I’m loving this journey I’m on…played this morning before work. Lips felt supple / good, sounded good / felt good. Getting a better feel for the new mouthpiece, realizing I need to relax a little more, back off the air more, which makes sense on a smaller mp…
Made me think of mountain biking or anything involving tire traction, when you start skidding you let go of the brakes–you don’t clamp harder / panic…
Not sure yet if the 10 1/2C will be my long term mp but that doesn’t matter…for now, it feels and sounds good and I feel like I’m learning something by playing it, whereas the 3E seemed like a block wall I couldn’t get around.
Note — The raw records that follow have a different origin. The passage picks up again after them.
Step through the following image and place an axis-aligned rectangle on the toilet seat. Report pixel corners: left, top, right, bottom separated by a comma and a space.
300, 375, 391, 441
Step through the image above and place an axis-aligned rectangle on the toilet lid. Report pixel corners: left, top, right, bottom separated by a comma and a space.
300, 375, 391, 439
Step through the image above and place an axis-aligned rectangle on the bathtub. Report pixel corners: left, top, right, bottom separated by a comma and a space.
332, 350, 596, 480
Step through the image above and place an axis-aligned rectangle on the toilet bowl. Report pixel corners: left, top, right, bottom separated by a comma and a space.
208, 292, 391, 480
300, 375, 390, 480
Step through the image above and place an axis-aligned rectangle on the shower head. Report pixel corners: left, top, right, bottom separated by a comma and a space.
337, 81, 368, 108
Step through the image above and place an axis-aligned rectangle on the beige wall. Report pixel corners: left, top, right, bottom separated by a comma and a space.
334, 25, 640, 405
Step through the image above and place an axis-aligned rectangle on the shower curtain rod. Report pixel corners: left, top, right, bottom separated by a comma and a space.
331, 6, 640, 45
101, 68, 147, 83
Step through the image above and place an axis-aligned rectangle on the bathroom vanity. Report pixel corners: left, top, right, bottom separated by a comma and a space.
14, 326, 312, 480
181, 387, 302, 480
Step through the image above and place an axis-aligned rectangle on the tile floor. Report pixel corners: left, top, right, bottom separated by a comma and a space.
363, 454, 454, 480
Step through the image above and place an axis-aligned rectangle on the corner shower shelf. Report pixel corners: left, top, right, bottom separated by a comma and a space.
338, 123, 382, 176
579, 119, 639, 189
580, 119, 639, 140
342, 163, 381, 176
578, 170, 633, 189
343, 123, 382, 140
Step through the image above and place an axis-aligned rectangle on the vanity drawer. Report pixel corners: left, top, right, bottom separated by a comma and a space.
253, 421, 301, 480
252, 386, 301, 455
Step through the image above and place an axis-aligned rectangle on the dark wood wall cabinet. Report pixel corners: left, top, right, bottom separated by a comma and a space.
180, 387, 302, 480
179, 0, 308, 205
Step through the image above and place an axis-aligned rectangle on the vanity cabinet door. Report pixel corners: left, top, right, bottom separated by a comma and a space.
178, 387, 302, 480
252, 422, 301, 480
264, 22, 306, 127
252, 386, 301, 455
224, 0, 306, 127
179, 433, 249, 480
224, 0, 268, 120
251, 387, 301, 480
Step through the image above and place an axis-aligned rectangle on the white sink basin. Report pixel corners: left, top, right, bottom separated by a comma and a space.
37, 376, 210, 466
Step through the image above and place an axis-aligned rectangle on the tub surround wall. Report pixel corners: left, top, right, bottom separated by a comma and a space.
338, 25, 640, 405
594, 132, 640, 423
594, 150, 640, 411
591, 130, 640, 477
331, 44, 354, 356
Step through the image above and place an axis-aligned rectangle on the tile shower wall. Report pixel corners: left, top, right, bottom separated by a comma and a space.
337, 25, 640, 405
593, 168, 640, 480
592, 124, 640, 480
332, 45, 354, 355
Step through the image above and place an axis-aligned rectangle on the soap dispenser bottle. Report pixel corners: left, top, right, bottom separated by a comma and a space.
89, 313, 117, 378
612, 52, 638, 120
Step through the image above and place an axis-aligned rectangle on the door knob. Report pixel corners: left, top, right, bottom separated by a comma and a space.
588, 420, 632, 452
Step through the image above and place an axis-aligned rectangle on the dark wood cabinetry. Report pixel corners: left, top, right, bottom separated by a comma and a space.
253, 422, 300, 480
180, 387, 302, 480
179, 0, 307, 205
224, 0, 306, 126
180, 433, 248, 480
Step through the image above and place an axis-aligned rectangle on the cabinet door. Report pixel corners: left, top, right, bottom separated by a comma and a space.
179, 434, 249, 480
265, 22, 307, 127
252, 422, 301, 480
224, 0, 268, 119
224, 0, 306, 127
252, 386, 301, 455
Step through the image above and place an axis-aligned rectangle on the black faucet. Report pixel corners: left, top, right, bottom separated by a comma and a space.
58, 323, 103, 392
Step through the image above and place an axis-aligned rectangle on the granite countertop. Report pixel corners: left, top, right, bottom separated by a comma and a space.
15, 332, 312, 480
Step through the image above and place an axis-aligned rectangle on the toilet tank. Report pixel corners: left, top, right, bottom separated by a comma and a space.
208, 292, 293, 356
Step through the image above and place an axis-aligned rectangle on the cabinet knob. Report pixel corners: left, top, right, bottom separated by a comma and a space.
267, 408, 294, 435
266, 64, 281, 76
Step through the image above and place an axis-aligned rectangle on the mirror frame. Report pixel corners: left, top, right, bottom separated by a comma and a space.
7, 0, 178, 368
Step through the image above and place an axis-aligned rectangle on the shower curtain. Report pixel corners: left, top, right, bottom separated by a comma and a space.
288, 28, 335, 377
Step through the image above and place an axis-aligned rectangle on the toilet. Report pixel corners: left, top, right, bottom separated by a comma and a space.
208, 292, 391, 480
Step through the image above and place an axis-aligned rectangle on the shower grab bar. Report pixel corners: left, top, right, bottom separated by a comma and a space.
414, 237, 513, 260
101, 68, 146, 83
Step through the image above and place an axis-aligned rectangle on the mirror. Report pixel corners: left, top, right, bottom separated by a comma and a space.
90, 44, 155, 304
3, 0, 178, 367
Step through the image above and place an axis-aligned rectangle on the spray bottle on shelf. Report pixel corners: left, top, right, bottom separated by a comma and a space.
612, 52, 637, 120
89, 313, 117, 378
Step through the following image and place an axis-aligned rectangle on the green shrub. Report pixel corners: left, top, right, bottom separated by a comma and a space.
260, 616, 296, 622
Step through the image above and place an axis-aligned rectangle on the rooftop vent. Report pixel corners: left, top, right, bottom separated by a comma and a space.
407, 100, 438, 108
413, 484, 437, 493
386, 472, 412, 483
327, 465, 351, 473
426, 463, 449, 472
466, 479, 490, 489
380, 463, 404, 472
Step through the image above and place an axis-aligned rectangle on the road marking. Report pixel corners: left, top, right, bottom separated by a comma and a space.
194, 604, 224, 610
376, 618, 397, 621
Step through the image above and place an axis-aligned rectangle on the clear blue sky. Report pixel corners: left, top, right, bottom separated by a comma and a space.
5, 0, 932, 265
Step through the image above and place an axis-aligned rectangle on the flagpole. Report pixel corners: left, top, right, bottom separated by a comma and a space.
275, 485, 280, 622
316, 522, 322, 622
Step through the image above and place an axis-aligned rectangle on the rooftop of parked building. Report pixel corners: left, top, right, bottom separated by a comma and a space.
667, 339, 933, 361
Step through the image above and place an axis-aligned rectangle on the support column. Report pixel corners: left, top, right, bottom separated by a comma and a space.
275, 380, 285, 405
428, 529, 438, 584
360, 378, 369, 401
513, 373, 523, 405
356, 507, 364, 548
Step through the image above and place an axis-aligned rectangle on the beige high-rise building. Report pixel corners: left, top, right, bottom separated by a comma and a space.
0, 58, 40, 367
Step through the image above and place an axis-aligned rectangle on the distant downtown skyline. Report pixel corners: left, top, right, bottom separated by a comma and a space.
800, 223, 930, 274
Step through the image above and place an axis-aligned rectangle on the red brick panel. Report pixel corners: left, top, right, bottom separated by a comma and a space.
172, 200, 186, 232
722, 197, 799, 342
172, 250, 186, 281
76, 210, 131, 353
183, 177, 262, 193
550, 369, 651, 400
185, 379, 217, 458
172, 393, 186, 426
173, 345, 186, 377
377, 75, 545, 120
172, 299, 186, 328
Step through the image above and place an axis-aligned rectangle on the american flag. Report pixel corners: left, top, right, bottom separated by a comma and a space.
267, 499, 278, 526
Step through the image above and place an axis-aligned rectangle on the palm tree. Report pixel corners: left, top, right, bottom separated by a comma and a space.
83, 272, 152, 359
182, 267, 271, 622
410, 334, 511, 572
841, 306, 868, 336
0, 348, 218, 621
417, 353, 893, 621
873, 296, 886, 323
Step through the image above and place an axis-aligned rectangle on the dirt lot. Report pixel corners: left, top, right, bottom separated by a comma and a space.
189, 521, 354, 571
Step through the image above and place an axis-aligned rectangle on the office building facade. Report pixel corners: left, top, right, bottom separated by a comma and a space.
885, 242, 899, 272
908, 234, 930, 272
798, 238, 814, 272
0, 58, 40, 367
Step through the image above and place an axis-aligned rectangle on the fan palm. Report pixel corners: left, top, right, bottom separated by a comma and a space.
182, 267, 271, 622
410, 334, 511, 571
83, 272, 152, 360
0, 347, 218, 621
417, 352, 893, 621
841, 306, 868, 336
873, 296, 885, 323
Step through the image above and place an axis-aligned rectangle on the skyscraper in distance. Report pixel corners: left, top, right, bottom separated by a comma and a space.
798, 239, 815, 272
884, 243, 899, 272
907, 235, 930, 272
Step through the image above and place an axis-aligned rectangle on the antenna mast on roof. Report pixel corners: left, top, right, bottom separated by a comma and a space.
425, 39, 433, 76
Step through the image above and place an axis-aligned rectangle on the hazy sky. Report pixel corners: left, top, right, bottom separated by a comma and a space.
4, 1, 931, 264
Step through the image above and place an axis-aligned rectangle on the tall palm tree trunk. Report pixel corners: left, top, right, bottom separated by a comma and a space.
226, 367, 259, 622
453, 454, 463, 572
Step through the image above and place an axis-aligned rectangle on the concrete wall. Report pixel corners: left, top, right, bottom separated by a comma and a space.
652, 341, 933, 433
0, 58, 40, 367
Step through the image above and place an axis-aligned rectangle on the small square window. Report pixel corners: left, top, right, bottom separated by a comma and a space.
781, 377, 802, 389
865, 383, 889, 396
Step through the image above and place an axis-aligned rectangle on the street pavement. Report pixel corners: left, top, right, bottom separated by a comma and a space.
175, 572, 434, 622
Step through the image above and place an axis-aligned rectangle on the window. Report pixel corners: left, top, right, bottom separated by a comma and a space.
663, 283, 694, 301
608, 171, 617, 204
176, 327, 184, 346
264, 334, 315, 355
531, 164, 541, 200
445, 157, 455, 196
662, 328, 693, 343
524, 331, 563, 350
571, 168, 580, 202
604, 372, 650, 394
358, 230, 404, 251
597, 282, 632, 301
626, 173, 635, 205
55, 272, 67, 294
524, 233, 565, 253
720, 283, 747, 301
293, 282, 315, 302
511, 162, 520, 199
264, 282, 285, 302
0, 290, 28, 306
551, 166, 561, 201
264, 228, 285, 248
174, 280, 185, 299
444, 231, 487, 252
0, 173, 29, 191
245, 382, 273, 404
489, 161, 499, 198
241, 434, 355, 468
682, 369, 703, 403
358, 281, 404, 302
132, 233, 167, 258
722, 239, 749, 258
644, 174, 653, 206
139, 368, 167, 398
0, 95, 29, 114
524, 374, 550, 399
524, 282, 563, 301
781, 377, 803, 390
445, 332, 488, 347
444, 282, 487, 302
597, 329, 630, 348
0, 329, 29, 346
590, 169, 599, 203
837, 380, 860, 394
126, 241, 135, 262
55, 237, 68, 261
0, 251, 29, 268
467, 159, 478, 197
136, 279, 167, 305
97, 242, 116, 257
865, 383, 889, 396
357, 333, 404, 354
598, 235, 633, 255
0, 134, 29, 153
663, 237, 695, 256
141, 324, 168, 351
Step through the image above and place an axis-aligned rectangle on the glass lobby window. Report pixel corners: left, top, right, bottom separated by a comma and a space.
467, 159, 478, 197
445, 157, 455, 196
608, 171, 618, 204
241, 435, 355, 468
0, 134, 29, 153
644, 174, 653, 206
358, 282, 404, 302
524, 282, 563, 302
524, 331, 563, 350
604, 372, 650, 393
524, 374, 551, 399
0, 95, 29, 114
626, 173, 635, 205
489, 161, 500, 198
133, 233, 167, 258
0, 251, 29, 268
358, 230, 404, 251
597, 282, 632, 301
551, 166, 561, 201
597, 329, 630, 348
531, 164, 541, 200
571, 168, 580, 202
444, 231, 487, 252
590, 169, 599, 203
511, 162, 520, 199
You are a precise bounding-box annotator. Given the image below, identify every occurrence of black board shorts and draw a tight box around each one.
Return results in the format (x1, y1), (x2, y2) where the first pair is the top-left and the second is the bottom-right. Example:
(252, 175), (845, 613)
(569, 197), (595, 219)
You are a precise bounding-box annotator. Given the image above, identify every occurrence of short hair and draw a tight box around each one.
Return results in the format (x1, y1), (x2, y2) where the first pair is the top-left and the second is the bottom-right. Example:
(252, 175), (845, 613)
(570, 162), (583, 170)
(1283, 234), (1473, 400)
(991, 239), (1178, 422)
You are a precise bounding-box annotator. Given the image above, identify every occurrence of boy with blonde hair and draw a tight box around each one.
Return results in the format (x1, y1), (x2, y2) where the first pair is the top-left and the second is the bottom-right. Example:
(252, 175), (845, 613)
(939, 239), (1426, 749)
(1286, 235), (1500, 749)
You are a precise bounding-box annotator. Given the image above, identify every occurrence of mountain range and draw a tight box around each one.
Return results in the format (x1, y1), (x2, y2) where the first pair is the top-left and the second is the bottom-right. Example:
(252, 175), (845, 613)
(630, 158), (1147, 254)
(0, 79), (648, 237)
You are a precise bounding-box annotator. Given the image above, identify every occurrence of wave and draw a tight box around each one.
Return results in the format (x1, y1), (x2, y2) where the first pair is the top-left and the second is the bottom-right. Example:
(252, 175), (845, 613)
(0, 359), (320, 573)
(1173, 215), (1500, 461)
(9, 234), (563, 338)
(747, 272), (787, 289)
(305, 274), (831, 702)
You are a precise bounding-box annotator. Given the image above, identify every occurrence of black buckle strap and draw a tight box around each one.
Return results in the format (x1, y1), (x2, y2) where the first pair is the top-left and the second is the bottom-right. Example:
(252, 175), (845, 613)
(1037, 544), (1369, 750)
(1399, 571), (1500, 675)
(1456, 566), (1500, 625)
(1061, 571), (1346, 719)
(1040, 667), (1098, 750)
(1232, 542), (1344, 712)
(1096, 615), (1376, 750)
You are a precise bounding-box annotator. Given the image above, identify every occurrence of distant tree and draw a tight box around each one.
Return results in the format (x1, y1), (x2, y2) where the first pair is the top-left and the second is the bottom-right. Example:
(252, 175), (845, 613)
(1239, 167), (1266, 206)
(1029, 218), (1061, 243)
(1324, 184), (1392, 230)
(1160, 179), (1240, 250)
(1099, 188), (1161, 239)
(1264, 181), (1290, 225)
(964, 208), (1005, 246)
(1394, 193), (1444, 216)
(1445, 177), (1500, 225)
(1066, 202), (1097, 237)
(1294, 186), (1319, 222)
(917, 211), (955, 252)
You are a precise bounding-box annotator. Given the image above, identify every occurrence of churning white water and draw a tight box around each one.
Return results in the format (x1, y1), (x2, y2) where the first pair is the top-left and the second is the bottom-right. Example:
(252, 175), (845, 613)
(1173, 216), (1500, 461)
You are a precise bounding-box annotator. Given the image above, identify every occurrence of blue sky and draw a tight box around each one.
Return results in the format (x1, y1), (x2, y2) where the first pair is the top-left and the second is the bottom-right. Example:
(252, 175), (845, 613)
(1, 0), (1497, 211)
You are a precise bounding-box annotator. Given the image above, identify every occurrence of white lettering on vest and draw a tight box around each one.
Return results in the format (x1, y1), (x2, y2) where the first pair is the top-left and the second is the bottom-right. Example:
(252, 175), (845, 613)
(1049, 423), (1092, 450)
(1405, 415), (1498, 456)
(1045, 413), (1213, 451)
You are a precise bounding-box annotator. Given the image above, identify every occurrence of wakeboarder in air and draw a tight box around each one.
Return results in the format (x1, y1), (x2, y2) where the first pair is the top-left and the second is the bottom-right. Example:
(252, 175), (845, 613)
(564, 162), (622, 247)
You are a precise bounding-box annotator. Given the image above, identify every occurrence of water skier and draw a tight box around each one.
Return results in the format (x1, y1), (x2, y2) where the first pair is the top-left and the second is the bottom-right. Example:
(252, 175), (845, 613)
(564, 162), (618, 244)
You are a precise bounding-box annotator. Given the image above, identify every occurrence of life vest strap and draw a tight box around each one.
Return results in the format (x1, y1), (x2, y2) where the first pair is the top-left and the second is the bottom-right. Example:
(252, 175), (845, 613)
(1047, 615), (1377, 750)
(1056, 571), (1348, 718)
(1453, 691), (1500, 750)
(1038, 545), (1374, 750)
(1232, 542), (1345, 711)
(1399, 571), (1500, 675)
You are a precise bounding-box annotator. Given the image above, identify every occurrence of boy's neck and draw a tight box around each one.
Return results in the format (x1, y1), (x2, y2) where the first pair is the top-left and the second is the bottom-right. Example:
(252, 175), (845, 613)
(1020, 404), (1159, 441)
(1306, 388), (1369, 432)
Maybe in time the 3E or something else will prove better than the 10 1/2… who knows, but I’m having fun.
I don’t mean to hijack this thread (anymore than I already have) but had an interesting experience today… I think it may have been one of those”coffee moments”…
Things were going well on the 10 1/2C but it did feel small at times, almost restricting.
And I noticed that Greg and other world class players can play just about any mp, from 1 1/2C to shallow lead MP’s.
So I started experimenting with my 3C and 3E, which I mentioned above was a paperweight for me.
I decided yesterday to be patient with the 3E and just give it at least a couple days (not a scientific approach).
Today, I focused on a resonant sound and was able to actually play it pretty well, all the way through my functional range (high E or F…okay, E is highest functional).
The sensations were strange and counterintuitive to me–at one point, my high C or E was cutting out and I opened my lips (aperture) wider and sort of pushed my lips to the outside of the mp, which felt odd, but the sound came on louder the wider I opened up and it didn’t drop lower; it felt like I was cheating.
The 3 might still be too wide of a diameter for me, perhaps I’ll wind up somewhere between 10 and 3. But I feel like I’m learning more about playing by trying the different MP’s.